I posted on Monday about my first reaction to the invitations – a negative, rude ‘If I can’t bring my kids, we aren’t coming’ and then un-friending on Facebook of a relative.
Since then, I have been contacted by two more relatives about the kids issue (both were very polite). Over the course of four days, I was told by numerous relatives that because everyone in the family had been invited to the wedding, they had no babysitter and thus could not come to celebrate with us. I will say that frankly, I find this to be an excuse – OR I have a lot of future in-laws who are attachment parents and don’t leave their kids (no matter what age) with anyone other than family. I even offered to get them a FREE adult babysitter, 10 minutes from the venue, for the night, and they responded that in that event, they would still decline to attend the wedding.
Originally I had said under no circumstances would I cave – but after talking to our caterer, I worked out a way to not add to our bill but still have the kids attend. This of course is the story of how a Friday Night 7 pm Semi-Formal Adults-Only event became a 16 kids running around and everyone leaving early event… I feel like I’m going to get more of this if I don’t let them just bring the kids – who really wants to piss off their future in-laws 30 days out from the wedding?! I’ve cried every day this week over this decision.

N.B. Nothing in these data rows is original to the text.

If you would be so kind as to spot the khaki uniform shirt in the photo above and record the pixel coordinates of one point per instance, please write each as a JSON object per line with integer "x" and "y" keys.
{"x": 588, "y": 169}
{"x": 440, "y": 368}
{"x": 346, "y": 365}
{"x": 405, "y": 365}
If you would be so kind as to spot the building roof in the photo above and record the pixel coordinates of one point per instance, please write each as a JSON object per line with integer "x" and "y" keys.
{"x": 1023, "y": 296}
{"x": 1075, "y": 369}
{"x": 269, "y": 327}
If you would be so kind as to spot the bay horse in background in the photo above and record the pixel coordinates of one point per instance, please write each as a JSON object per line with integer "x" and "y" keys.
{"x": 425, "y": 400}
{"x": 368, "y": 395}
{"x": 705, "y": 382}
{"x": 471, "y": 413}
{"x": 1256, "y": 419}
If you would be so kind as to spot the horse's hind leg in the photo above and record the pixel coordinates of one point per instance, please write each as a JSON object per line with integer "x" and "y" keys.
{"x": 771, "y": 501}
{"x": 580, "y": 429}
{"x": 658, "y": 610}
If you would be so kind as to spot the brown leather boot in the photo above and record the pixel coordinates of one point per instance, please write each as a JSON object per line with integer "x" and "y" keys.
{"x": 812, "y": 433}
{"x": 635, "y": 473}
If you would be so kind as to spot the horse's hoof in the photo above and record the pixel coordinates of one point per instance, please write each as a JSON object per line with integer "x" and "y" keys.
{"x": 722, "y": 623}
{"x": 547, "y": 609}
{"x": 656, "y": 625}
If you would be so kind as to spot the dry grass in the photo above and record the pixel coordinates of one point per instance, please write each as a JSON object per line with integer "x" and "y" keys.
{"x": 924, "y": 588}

With the addition of the kids, we now have 139 people invited to a venue that only holds 130. Even without the additional catering cost of paying for the kids, I’m still worried about how the logistics of an over-stuffed venue. We can’t have a ‘kids table’ because out of 16 kids, the oldest is 8 and the rest are all 5 and under, mostly toddlers. Even with babes on laps, I anticipated only 80 guests after the declines… and everyone is RSVPing YES so far…
Aside from the kids issue, I also received this in an email from my F-AIL this morning after she writes about how her grandkids have to come or they can’t:
Also, I don’t know if this was a mistake or not but ‘T’ was invited to your bachelorette party but ‘M’ wasn’t. I know that sometimes mistakes are made so thought I’d check. Please don’t mention this to M, I know she would not of like it if I told you about it. But she feels left out.
This honestly made me so angry. First off, M is her daughter and T is her daughter in law. T is my age and we socialize often, therefore she was invited. M is about 6 years older than me and I have never hung out with her other than at two family gatherings a couple years ago. Given that she is mid-30’s, I also thought the idea of going out with a bunch of 20-something girls at a club would be unappealing to her and she would be likely to decline. Never in my wildest imagination did I think she would be hurt by not being invited. The kicker to that of course is that T already declined the invite because it is the same night as FUIL birthday party! That is M’s DAD! She can’t even COME either! So why put that on a bride!!!!?? Can’t a 30+ year old speak for herself? FAIL purposely said this to make me feel bad and I just want to write her back and tell her where to put it.
My shower is this Sunday and these women will be there (minus T who’s invite got lost in the mail and couldn’t come when she found out about it two days ago.) I want nothing to do with them at the moment and i really makes me dread this party.
With all this family drama, I’m so sad and so not looking forward to anything other than my bachelorette next weekend because my best friend is flying in for it. I’m sad, I’m having nightmares, and every day is a new comment that brings me back down to feeling awful.
How did you guys or do you guys deal with this stuff?